Pyrolysis of lignin-related α-O-4 contained model compound, benzyl phenyl ether (BPE, C6H5CH2OC6H5) was conducted in a fixed-bed reactor. The compounds in liquid product from the pyrolysis process were analyzed by GC/FID and GC/MS. Compared to the other three alcohols (CH3CH2OH, CH3CH2CH2OH and CH3CHOHCH3), methanol was estimated as the optimal hydrogen-donor reagent for the co-pyrolysis with BPE. The yield of the monomeric aromatic compounds was dramatically increased with the addition of methanol to BPE during the co-pyrolysis process (an increment of 29.70 wt.% for BPE with mass concentration of 0.06 g/mL in methanol).
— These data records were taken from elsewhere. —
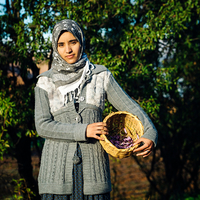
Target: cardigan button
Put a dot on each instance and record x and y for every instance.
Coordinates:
(78, 119)
(81, 98)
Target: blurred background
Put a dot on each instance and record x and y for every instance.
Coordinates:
(152, 47)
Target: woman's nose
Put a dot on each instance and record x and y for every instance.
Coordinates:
(68, 49)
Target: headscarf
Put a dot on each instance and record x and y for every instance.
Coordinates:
(68, 78)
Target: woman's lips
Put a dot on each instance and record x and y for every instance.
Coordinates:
(70, 56)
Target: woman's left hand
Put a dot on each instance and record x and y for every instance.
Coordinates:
(145, 149)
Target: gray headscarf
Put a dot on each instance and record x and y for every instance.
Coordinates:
(58, 62)
(69, 78)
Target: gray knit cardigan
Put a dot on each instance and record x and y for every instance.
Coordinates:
(62, 127)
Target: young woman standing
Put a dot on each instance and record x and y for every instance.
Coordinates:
(69, 101)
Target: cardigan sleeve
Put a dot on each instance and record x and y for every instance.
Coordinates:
(122, 101)
(48, 128)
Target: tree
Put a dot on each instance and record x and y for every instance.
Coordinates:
(152, 49)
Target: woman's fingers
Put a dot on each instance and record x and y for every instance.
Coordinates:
(145, 149)
(96, 129)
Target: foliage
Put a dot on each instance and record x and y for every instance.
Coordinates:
(152, 49)
(21, 190)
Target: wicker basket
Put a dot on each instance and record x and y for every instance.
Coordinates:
(118, 121)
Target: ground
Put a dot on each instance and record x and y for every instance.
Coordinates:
(128, 181)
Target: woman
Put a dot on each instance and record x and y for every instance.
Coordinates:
(70, 100)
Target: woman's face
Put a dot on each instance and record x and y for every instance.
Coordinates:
(68, 47)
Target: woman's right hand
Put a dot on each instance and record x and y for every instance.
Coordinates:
(96, 129)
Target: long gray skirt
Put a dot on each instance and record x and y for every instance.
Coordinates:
(77, 185)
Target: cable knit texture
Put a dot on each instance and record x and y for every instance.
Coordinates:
(63, 128)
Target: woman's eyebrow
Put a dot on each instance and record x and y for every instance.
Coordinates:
(74, 40)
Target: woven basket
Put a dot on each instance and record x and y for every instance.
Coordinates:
(118, 121)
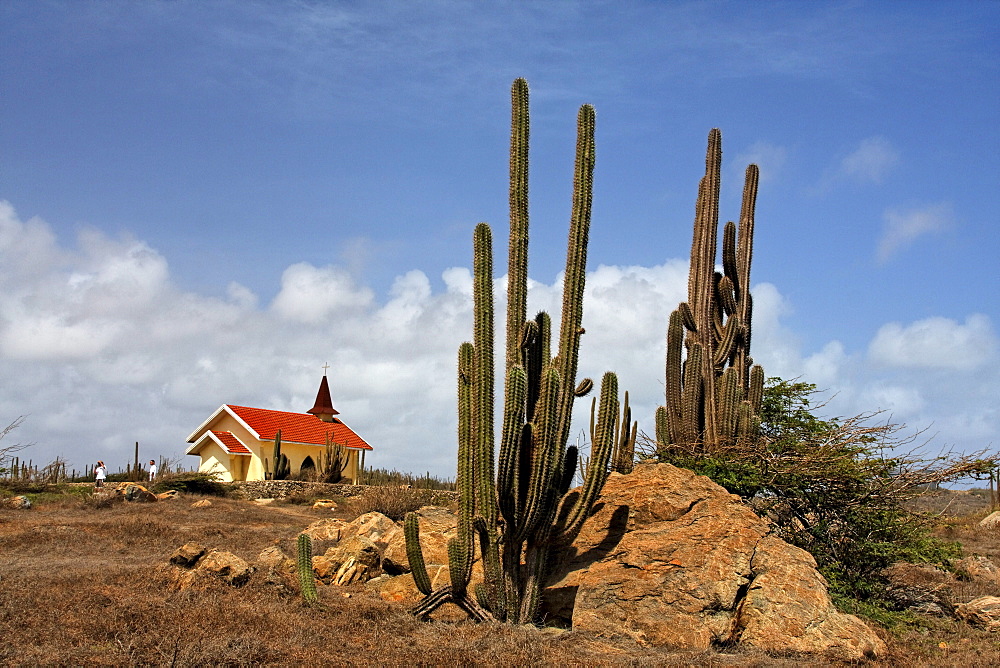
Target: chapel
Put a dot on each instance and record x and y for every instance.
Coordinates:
(237, 442)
An isotopic tracing method (CH3OD as the tracer) was employed for understanding the role of hydrogen-donor reagent on the cracking of the α-O-4 linkage. Hydroxylic hydrogen in methanol participated in the formation of a certain percentage of monomeric aromatics (except benzene) for the co-pyrolysis process of BPE and methanol. Benzyl (C6H5CH2) and phenoxy (C6H5O) radicals can be produced from the initial pyrolytic cracking of BPE, while the hydrogen from hydroxylic group in methanol attracted by phenoxy radical is predominant over that of benzyl radical.